Culte, la formation Carissa’s Wierd, originaire de Seattle, l’est assurément ! Sa brève et intense discographie aura ouvert la voie à nombres d’émules comme Joanna Newsom ou encore les Decemberists, lézardant le folk américain de quelques cicatrices délibérément baroques, bientôt restituées par les prochaines rééditions de Sub Pop. Mais ce groupe regroupa aussi en son sein un amalgame de talents qui chacun s’en alla voler de ses propres ailes, Sera Cahoone en solo, Ben Bridwell formera Band of Horses en compagnie de Matt Brooke, avant que ce dernier ne lance Grand Archives. Quant à la chanteuse et guitariste Jean Ghetto ? Depuis l’aube des années 2000, affublant son projet de l’unique et énigmatique lettre S, elle sort régulièrement des chapelets de chansons confessions, enregistrées chez elle sur un huit-pistes, dont l’acclamé Puking and Crying de 2004. Dernièrement, elle a trouvé refuge auprès d’Own Records qui publie son quatrième recueil de chansons, intitulé I’m not as good at it as you.
Derrière ce défaitisme de façade se cachent douze morceaux aux arrangements spartiates qui reposent sur des pistes de guitares, de banjo ou encore d’ukulélé et la voix rayonnante de Jean Ghetto, seule ou s’accompagnant.
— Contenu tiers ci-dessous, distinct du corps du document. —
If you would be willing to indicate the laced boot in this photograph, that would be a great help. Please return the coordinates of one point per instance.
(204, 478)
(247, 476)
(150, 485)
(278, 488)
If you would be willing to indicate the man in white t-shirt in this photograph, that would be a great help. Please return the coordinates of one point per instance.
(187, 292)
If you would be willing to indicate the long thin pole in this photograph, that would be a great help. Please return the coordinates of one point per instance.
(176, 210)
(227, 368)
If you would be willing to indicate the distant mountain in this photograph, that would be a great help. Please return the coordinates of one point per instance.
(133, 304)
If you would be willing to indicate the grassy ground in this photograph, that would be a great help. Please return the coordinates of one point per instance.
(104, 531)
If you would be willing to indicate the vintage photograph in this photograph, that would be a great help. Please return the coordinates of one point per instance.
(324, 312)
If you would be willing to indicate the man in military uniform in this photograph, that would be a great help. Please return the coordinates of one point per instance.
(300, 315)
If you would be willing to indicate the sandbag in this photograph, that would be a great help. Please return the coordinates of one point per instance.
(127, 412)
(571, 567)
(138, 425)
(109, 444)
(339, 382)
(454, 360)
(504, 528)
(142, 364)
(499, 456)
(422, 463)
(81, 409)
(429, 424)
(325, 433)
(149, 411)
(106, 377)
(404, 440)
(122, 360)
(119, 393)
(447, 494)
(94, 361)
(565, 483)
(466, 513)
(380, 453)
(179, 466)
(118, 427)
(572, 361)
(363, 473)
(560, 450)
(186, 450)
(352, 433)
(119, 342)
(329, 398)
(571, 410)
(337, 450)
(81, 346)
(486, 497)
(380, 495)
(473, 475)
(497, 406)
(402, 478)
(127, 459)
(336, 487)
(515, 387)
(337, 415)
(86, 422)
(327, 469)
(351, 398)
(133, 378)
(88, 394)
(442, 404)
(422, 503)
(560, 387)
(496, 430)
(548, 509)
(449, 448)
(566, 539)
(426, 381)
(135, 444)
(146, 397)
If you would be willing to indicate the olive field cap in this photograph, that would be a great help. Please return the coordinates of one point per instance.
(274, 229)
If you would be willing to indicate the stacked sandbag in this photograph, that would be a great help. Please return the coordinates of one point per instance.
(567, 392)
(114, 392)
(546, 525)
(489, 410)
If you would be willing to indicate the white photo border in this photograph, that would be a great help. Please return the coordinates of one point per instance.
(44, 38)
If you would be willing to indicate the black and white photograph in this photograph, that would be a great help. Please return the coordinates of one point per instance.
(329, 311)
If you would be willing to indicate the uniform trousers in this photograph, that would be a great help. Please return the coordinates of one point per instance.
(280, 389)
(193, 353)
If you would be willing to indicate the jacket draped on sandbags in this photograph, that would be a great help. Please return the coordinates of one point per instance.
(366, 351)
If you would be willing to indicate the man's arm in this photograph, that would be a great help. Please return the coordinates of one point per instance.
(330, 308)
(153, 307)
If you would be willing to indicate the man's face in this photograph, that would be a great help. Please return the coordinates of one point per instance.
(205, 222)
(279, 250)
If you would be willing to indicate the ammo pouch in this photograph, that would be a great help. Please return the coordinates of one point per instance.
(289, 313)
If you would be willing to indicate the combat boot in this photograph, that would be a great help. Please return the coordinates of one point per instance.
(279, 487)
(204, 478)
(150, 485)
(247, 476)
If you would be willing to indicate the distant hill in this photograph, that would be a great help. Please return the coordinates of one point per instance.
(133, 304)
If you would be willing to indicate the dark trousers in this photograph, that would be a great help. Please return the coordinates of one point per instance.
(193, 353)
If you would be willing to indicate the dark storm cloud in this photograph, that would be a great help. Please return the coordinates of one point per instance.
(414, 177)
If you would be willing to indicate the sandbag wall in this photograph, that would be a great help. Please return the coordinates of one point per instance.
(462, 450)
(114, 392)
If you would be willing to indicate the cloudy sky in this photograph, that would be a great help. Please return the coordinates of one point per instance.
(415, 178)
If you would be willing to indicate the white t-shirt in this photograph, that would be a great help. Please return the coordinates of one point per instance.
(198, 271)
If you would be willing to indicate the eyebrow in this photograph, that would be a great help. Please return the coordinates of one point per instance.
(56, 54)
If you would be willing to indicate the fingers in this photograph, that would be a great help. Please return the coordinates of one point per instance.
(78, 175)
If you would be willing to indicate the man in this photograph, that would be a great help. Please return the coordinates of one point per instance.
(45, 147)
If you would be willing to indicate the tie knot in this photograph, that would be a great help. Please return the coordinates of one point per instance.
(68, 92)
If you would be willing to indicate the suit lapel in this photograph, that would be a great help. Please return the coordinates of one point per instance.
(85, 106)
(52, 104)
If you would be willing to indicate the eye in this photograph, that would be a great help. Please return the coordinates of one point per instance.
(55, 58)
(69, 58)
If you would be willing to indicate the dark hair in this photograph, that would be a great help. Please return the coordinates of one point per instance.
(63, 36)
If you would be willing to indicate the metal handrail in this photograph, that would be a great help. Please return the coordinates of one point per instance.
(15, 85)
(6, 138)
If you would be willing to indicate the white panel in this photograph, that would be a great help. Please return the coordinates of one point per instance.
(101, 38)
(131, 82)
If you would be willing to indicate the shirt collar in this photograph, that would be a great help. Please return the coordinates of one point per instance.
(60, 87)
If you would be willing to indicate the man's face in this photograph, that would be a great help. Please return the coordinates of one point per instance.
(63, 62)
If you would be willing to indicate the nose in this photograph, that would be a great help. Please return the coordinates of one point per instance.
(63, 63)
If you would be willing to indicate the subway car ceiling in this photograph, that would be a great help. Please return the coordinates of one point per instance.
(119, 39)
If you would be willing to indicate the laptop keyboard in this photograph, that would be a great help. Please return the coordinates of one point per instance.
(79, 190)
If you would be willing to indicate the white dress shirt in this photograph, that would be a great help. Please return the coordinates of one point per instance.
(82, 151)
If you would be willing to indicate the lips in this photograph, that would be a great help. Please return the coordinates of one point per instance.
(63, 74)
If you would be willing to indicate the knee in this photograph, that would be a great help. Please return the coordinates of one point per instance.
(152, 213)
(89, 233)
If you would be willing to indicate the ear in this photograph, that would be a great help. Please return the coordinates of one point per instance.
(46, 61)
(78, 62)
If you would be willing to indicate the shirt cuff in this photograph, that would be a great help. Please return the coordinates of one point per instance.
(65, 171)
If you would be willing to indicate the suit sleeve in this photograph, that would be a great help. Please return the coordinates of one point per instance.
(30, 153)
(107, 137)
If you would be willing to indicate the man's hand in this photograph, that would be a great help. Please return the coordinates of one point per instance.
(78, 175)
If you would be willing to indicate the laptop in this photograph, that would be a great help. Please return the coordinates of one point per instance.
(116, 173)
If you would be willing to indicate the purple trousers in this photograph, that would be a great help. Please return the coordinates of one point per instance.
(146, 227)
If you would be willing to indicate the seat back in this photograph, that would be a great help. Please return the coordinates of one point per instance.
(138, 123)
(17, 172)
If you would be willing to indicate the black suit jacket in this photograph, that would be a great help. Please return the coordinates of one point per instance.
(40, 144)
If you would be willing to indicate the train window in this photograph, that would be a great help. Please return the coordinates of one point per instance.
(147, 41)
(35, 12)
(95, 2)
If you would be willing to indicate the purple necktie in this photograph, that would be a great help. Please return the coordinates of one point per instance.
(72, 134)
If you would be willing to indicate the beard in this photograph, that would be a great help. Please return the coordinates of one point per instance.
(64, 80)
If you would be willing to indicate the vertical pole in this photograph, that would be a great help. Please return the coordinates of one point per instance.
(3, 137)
À l’image d’un journal intime musical, les humeurs défilent mais pour S, Jean Ghetto ne semble avoir sélectionné que les passages les plus poignants. Sincérité dévastatrice, doutes et élégance se retrouvent dans ces comptines où la mélancolie se dévoile sans fards. Quelques coups de canif envers ses congénères aussi comme ce cinglant « It’s unfortunate that all your friends are junkies/ I will not mock or judge them/ ’Cause once or twice I’ve been there too » sur This is love.
Cette démarche convie certes aux rapprochements avec d’autres disciples d’une écriture à fleur de peau comme Jay Mascis de Dinosaur Jr (en moins électrique, mais aussi fataliste) ou encore les premières effusions de Cat Power. Vocalement, le timbre de Jean Ghetto est à che-val entre justement Chan Marshall, mais aussi Juliana Hatfield, sans cette ingénuité propre à la rouquine. La poignante gravité (très présente sur le magnifique Away round this) s’immisce dans la trame musicale sans jamais plomber les envols gracieux comme sur Save me, through it all ou encore The outro (the agony).
Si la voix de Jean Ghetto restitue parfaitement le vague à l’âme de S, ses parties de guitares en constituent le contrepoint idéal. Tantôt cajoleuses (Wait où S est accompagné de deux anciens acolytes, à savoir Matt Brooke et la violoniste Sara Standard), enjouées (Not a problem) ou âpres et emportées (Away round this, les couplets de Save you, the message), elles dévoilent une tension sous-jacente, jamais brisée par une décharge de distorsion, comme une envie de toujours se relever malgré des déboires encourus. Cette tension semble enfler à mesure que le disque avance. Par contre les chœurs, assumés aussi par Jean Ghetto, façonnés comme des couches d’harmonies quasi irréelles, installent une dimension plus onirique, qui sublime justement l’enjeu, à l’image de We are not friends.
Ce fragile équilibre fait tout le charme du disque, qui s’appuie sur ces quelques éléments, pour livrer des compositions au final assez accrocheuses, tant par leur trame mélodique que par le lien intime qu’elles dévoilent.